Öte yandan, bu düzenlemeyle aslında kentler köyleştirilecektir. Düşünün, Fethiye'nin Çobanisa köyünün Muğla'ya uzaklığı 220 kilometredir. Muğla büyükşehir belediyesi hizmeti nasıl götürecektir buraya? Dolayısıyla Çobanisa köyünde hizmet alamayan, devlete, belediyeye sesini duyuramayan insanlar büyük kentlere göç etmek zorunda kalacaklardır ve büyük kentler köyleşecek, düzensizleşecek, yapılaşmada büyük sorunlar yaşanacak, her şeyden öte, bu şişme sosyal sorunları da beraberinde getirecektir.
Kendi seçim bölgemden bir örnek vermek gerekirse, 49 beldenin 48'i kaldırılıyor. Bunların içinde Bodrum'da Turgutreis var, Gümüşlük var, pek çok beldemiz var; Marmaris'in, Köyceğiz'in, keza Fethiye'nin ve Bodrum'un. Bunlar yaz aylarında yüz binlere hitap ediyorlar. Siz bunları Muğla'dan idare edemezsiniz, Muğla'dan bu belediyeleri yönetemezsiniz. Dolayısıyla ilke olarak "büyükşehir belediyesi" adı üstünde insanlara cazip görünse de temelde pek çok sıkıntıyı beraberinde getirecektir. Aslında çözüm Muğla için açıktır, öncelikle Fethiye'yi il yaparsınız, kendi içinde Bodrum'a özel bir statü verirsiniz, o turizm alanlarında çevreyi de korursunuz. Şimdi "Büyükşehir Projesi" kapsamı altında en büyük kaygım bu sahillerin ne yazık ki birilerine peşkeş çekileceği olgusudur.

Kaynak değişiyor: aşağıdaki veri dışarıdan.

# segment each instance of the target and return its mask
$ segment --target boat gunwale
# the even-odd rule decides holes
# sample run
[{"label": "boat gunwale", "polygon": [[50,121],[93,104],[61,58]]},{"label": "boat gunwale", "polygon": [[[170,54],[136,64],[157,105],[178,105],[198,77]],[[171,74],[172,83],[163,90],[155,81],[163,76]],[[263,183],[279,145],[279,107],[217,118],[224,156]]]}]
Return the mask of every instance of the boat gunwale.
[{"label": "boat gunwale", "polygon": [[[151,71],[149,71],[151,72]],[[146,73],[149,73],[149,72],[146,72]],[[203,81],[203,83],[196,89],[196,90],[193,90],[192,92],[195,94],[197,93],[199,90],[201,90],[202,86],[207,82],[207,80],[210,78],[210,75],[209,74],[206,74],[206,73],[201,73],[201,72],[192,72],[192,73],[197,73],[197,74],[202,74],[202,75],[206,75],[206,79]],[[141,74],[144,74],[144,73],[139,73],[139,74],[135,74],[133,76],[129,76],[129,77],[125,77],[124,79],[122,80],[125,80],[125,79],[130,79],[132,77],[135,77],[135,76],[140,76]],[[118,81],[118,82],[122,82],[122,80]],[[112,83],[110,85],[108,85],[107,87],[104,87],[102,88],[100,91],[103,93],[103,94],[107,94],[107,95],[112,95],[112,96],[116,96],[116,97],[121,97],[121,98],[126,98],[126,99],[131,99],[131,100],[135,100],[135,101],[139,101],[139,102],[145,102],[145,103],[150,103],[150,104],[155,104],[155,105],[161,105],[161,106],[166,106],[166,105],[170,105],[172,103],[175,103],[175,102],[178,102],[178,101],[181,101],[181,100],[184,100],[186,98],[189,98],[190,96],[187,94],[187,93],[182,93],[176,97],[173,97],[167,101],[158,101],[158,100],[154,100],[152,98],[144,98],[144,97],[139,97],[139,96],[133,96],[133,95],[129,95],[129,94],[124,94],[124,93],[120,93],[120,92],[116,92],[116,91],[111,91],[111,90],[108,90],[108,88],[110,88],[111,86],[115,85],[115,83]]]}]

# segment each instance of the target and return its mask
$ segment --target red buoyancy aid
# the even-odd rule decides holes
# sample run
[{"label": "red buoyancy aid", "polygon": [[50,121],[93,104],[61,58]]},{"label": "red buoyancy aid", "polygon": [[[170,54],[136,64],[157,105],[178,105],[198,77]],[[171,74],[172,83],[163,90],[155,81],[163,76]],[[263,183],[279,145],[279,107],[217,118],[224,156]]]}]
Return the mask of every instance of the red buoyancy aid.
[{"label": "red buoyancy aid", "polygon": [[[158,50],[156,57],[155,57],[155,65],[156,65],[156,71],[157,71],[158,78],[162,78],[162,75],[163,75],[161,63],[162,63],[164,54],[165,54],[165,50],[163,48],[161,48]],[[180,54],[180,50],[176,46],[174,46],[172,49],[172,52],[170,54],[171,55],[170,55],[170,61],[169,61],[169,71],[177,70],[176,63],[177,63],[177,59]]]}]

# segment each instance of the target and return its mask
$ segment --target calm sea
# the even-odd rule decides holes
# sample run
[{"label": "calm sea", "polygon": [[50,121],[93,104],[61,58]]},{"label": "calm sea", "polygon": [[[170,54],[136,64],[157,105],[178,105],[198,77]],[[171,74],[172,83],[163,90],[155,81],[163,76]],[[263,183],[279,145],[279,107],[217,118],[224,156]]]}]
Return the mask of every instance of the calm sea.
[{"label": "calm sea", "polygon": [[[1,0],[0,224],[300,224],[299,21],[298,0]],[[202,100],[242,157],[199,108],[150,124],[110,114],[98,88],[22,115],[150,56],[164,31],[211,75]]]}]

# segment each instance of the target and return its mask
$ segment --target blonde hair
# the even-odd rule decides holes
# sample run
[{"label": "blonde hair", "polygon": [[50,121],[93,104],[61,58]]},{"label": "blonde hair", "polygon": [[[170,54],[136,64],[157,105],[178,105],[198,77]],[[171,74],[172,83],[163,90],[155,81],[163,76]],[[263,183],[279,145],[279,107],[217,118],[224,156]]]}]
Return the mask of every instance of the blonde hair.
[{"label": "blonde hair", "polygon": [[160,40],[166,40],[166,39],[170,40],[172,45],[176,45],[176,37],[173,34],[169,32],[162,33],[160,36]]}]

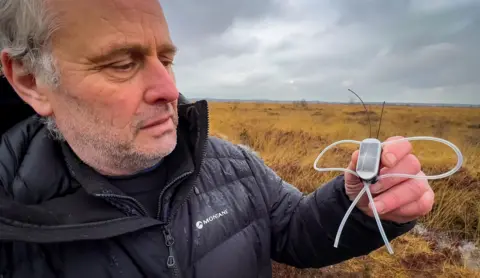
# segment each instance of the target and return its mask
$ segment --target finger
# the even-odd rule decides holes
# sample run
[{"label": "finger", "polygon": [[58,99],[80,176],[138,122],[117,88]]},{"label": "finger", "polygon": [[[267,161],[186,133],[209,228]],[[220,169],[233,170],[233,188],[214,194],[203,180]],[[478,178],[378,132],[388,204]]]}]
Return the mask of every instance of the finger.
[{"label": "finger", "polygon": [[[359,151],[355,151],[353,152],[352,154],[352,159],[350,160],[350,163],[347,167],[347,169],[349,170],[352,170],[352,171],[355,171],[356,170],[356,167],[357,167],[357,161],[358,161],[358,153]],[[354,199],[356,197],[356,194],[358,194],[362,188],[363,188],[363,182],[362,180],[353,175],[352,173],[349,173],[349,172],[346,172],[345,173],[345,193],[347,193],[347,195],[350,197],[350,199]],[[368,200],[365,201],[365,197],[366,196],[363,196],[362,197],[362,200],[359,201],[359,205],[363,204],[363,205],[367,205],[368,203]]]},{"label": "finger", "polygon": [[421,216],[427,215],[432,211],[433,203],[435,200],[435,193],[433,190],[427,190],[420,199],[406,204],[392,212],[390,212],[391,218],[399,219],[416,219]]},{"label": "finger", "polygon": [[[386,142],[403,139],[402,136],[390,137]],[[394,167],[403,157],[412,152],[412,144],[407,140],[393,142],[383,145],[382,164],[388,168]]]},{"label": "finger", "polygon": [[360,153],[359,150],[356,150],[352,153],[352,158],[350,159],[350,164],[348,165],[348,169],[353,170],[353,171],[356,170],[359,153]]},{"label": "finger", "polygon": [[409,179],[376,196],[375,207],[379,214],[386,214],[420,199],[428,190],[426,180]]},{"label": "finger", "polygon": [[[352,158],[351,158],[351,160],[350,160],[350,163],[348,164],[347,169],[356,172],[356,169],[357,169],[357,161],[358,161],[358,154],[359,154],[359,151],[358,151],[358,150],[356,150],[356,151],[353,152]],[[350,172],[345,172],[345,183],[346,183],[346,184],[348,184],[348,185],[355,185],[355,184],[358,184],[358,183],[360,183],[360,182],[361,182],[360,178],[358,178],[357,176],[353,175],[353,174],[350,173]]]},{"label": "finger", "polygon": [[[375,216],[372,215],[370,217],[375,217]],[[387,215],[382,215],[381,219],[382,220],[387,220],[387,221],[393,221],[393,222],[399,223],[399,224],[403,224],[403,223],[407,223],[407,222],[416,220],[416,219],[418,219],[418,217],[413,217],[413,216],[411,216],[411,217],[401,217],[401,216],[396,216],[396,215],[392,215],[392,214],[387,214]]]},{"label": "finger", "polygon": [[[401,159],[393,168],[383,168],[380,170],[380,176],[385,174],[407,174],[407,175],[416,175],[421,172],[421,164],[418,158],[409,154]],[[405,177],[387,177],[381,178],[375,184],[372,184],[371,191],[372,193],[380,193],[382,191],[388,190],[396,184],[404,182],[408,178]]]}]

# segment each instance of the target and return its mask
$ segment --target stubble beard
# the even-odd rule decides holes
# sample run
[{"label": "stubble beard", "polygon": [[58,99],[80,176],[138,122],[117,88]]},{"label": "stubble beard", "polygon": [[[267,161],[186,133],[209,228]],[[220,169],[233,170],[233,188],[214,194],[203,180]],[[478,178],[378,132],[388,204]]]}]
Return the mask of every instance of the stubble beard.
[{"label": "stubble beard", "polygon": [[42,122],[53,140],[68,143],[84,163],[102,174],[124,175],[150,168],[168,156],[176,146],[177,113],[173,113],[171,118],[175,126],[173,134],[164,135],[171,137],[167,140],[171,140],[171,144],[162,148],[141,150],[133,139],[138,134],[140,124],[130,127],[131,134],[134,134],[132,139],[119,141],[122,136],[112,132],[101,119],[92,119],[93,114],[81,110],[79,106],[75,111],[80,117],[88,118],[90,124],[77,125],[72,124],[75,121],[66,120],[62,121],[59,127],[54,117],[43,118]]}]

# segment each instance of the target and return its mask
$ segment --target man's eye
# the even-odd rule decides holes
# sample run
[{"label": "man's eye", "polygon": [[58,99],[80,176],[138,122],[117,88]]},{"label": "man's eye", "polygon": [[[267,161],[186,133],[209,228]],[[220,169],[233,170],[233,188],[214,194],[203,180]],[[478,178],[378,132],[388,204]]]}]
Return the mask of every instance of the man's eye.
[{"label": "man's eye", "polygon": [[131,62],[131,63],[127,63],[127,64],[113,64],[110,67],[115,69],[115,70],[119,70],[119,71],[129,71],[129,70],[135,68],[135,66],[136,66],[136,63]]},{"label": "man's eye", "polygon": [[163,64],[163,66],[165,66],[165,67],[173,66],[173,62],[170,61],[170,60],[164,60],[164,61],[162,61],[162,64]]}]

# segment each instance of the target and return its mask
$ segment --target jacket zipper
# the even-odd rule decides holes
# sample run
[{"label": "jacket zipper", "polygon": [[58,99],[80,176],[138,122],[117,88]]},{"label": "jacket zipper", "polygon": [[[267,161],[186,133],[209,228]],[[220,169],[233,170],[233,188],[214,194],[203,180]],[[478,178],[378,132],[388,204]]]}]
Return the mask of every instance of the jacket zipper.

Öte yandan,pek çok belde kapanıyor. Belde başkanları -özellikle çoğunluğu da Adalet ve Kalkınma Partili- büyük bir üzüntü içindedirler, büyük bir kaygı içindedirler. Keza, daha kapanmadan beldeler, belde belediye başkanlarının projelerini yaşama geçirmeleri o ilin valisinin onayına bağlanmıştır. Bugün gördüğümüz örnek şudur: Adalet ve Kalkınma Partili belediyelerin bu yöndeki talepleri hemen yerine getirilmektedir. Buna karşın, diğer muhalefet partisi belde belediye başkanlarının talepleri ise sümen altında tutulmaktadır. "Yeter ki bunlar başarısız olsun da seçimde bundan nema sağlayalım." diye. Dolayısıyla, beldelerin şu anda işlemez duruma gelmesi o yöre halkına da yapılabilecek büyük bir haksızlıktır.
Benim bu konudaki önerim açıktır. Büyükşehir belediye sistemi çoğunluk oyuyla kabul edilir ya da edilmez, en azından önümüzdeki seçimde uygulama olanağı bulmamalıdır. Eğer bu bulunursa çok büyük bir kaos yaşanacaktır. Mevcut düzenlemede sırf "Köy oylarını alayım." diye beş yıl süreyle o insanların yapacakları ödemeleri ertelemek ya da zam oranlarını düşük göstermek çözüm değildir. Köylü bir süre sonra suya, emlak vergisine ne kadar ödediğini görünce, belki verdiği oydan da büyük bir pişmanlık duyacaktır ama bu oluşacak olumsuzluğu gidermek de yıllar alabilecektir.
Son sözüm şudur: Bu bir avlanma yöntemidir ama Türk siyaset tarihi ava gidenin avlanacağına dair çok örneklerle doludur.
Hepinize saygılar sunarım. (CHP sıralarından alkışlar)
BAŞKAN - Teşekkür ediyorum.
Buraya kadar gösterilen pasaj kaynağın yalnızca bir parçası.